Re: [i18n review comment] BP3 should recommend locale-neutral representation #187

Looks good, thanks Phil.


On 22/08/2016 10:33, Phil Archer wrote:
> Dear all,
>
> I have taken further steps on this. The result can be seen at
> http://philarcher1.github.io/dwbp/bp.html#LocaleParametersMetadata
>
> 1. Addision's text used more or less verbatim;
> 1a. taken account of Annette's suggestion;
> 1b. replaced inline links to BCP47 and CLDR with references
> 2. title of the BP changed to Use locale-neutral data representations
> 3. moved to Data Formats section as resolved in WG meeting on Friday;
> 4. added R-FormatMachineRead to list of evidence and thereby updated 
> the UCR cross matching;
> 5. updated the Challenges SVG diagram;
> 6. updated my Pull request.
>
> NB, I *retained* the old ID for the BP so that any links to 
> #LocaleParametersMetadata will still work. I know there are some of 
> these, for example, in the Share-PSI project.
>
> HTH
>
> Phil.
>
>
>
> On 22/08/2016 08:52, Deirdre Lee wrote:
>> HI,
>>
>> Thank you for your comments Addison.
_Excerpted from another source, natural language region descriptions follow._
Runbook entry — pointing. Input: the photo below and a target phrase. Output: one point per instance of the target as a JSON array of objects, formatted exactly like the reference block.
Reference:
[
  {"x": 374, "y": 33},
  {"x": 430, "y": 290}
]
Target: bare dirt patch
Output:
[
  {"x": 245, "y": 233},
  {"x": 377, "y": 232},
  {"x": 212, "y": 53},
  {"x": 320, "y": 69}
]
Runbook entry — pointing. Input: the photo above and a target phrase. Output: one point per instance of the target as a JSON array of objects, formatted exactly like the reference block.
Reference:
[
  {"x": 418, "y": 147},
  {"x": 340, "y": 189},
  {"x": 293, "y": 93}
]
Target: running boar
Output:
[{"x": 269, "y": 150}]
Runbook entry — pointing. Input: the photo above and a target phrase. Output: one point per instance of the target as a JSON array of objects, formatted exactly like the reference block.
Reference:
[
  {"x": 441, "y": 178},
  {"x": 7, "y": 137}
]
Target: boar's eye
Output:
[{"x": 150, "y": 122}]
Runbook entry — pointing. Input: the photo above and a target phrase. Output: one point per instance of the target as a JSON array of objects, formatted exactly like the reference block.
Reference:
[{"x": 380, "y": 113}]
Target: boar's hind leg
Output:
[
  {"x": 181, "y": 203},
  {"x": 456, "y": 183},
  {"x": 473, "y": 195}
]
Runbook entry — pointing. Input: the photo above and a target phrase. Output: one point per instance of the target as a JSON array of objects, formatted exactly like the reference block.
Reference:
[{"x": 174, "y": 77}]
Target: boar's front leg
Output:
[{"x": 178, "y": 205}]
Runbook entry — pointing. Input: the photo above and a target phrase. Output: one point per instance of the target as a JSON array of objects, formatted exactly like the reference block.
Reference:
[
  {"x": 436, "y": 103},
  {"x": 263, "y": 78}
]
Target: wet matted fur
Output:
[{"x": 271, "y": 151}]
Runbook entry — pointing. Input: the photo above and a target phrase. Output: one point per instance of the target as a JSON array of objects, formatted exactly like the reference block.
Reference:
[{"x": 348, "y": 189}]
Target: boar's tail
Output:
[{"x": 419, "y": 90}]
I think they make sense and should
>> be straight-forward to incorporate.
>>
>> The title of the BP should probably also be updated to something like
>> 'Provide locale-neutral data'
>>
>> Phil and DWBP editors, in Friday's meeting we also agreed to move BP3 to
>> the Data Formats section from the Metadata section, which would make it
>> BP14, right?
>>
>> Kind regards,
>>
>> Deirdre
>>
>>
>>
>> On 19/08/2016 17:39, Phillips, Addison wrote:
>>> Hi Phil,
>>>
>>> Thanks for starting on this. I think the pull request is a good start.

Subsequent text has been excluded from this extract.